Department of Hematology-Oncology, International Cancer Center, Shenzhen University General Hospital, Shenzhen University Health Science Center, 1098 Xueyuan Ave, Shenzhen, 518060, China.
Medicine School, Nankai University, 94 Weijin Road, Tianjin, 300071, China.
J Transl Med. 2021 Feb 12;19(1):65. doi: 10.1186/s12967-021-02733-5.
Rho GTPase activating protein 9 (ARHGAP9) is expressed in various types of cancers and can inactivate Rho GTPases that mainly regulate cytoskeletal dynamics. However, the exact role of ARHGAP9 in acute myeloid leukemia (AML) has yet to be clarified.
We compared the transcriptional expression, prognosis, differentially expressed genes, functional enrichment, and hub genes in AML patients on the basis of the data published in the following databases: UALCAN, GEPIA, Gene Expression Omnibus, the Human Protein Atlas, Cancer Cell Line Encyclopedia, LinkedOmics, Metascape, and String. Data from the Cancer Genome Atlas database was used to evaluate the correlations between ARHGAP9 expression and various clinicopathological parameters, as well as the significantly different genes associated with ARHGAP9 expression.
We found that ARHGAP9 expression was higher in the tissues and cell lines extracted from patients with AML than corresponding control tissues and other cancer types. ARHGAP9 overexpression was associated with decreased overall survival (OS) in AML. Compared with the ARHGAP9 group, the ARHGAP9 group, which received only chemotherapy, showed significantly worse OS and event-free survival (EFS); however, no significant difference was observed after treatment with autologous or allogeneic hematopoietic stem cell transplantation (auto/allo-HSCT). The ARHGAP9 patients undergoing auto/allo-HSCT also had a significantly better prognosis with respect to OS and EFS than those receiving only chemotherapy. Most overlapping genes of the significantly different genes and co-expression genes exhibited enriched immune functions, suggesting the immune regulation potential of ARHGAP9 in AML. A total of 32 hub genes were identified from the differentially expressed genes, within which the KIF20A had a significant prognostic value for AML.

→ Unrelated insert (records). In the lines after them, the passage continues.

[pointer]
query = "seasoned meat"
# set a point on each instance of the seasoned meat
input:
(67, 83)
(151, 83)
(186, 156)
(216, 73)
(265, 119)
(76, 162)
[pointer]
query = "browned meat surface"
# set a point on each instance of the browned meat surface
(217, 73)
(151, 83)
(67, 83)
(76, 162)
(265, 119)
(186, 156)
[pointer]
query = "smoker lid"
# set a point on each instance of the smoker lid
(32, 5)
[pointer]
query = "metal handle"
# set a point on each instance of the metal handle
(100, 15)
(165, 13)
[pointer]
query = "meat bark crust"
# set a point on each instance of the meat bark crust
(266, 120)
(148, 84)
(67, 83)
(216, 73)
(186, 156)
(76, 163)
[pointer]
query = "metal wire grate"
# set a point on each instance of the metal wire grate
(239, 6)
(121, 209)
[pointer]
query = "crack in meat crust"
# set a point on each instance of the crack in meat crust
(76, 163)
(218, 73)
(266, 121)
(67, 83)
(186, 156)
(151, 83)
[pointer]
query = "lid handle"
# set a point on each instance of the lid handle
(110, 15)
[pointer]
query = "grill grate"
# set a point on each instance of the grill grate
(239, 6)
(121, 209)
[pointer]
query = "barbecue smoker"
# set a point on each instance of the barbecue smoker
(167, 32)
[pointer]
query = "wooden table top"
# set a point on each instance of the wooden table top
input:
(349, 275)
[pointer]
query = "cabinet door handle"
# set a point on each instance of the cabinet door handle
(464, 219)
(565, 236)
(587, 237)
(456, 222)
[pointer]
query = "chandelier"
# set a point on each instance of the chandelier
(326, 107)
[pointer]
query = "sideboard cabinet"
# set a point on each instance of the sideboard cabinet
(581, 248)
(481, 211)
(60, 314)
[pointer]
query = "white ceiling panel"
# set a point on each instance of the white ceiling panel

ARHGAP9 overexpression was associated with poor OS in AML patients and can be used as a prognostic biomarker. AML patients with ARHGAP9 overexpression can benefit from auto/allo-HSCT rather than chemotherapy.
Rho GTPase 激活蛋白 9(ARHGAP9)在各种类型的癌症中表达,并能使主要调节细胞骨架动态的 Rho GTPases 失活。然而,ARHGAP9 在急性髓细胞白血病(AML)中的确切作用尚未阐明。
我们根据 UALCAN、GEPIA、基因表达综合数据库、人类蛋白质图谱、癌症细胞系百科全书、LinkedOmics、Metascape 和 String 等数据库中发表的数据,比较了 AML 患者的转录表达、预后、差异表达基因、功能富集和枢纽基因。我们使用癌症基因组图谱数据库的数据来评估 ARHGAP9 表达与各种临床病理参数的相关性,以及与 ARHGAP9 表达显著相关的差异基因。
我们发现 ARHGAP9 在 AML 患者的组织和细胞系中的表达高于相应的对照组织和其他癌症类型。ARHGAP9 的过表达与 AML 患者的总生存率(OS)降低相关。与 ARHGAP9 组相比,仅接受化疗的 ARHGAP9 组的 OS 和无事件生存率(EFS)显著更差;然而,在接受自体或同种异体造血干细胞移植(auto/allo-HSCT)后,没有观察到显著差异。接受 auto/allo-HSCT 的 ARHGAP9 患者的 OS 和 EFS 预后也明显优于仅接受化疗的患者。显著差异基因和共表达基因的大多数重叠基因表现出丰富的免疫功能,提示 ARHGAP9 在 AML 中的免疫调节潜力。从差异表达基因中总共鉴定出 32 个枢纽基因,其中 KIF20A 对 AML 具有显著的预后价值。
ARHGAP9 的过表达与 AML 患者的 OS 不良相关,可作为预后生物标志物。ARHGAP9 过表达的 AML 患者可从 auto/allo-HSCT 而不是化疗中获益。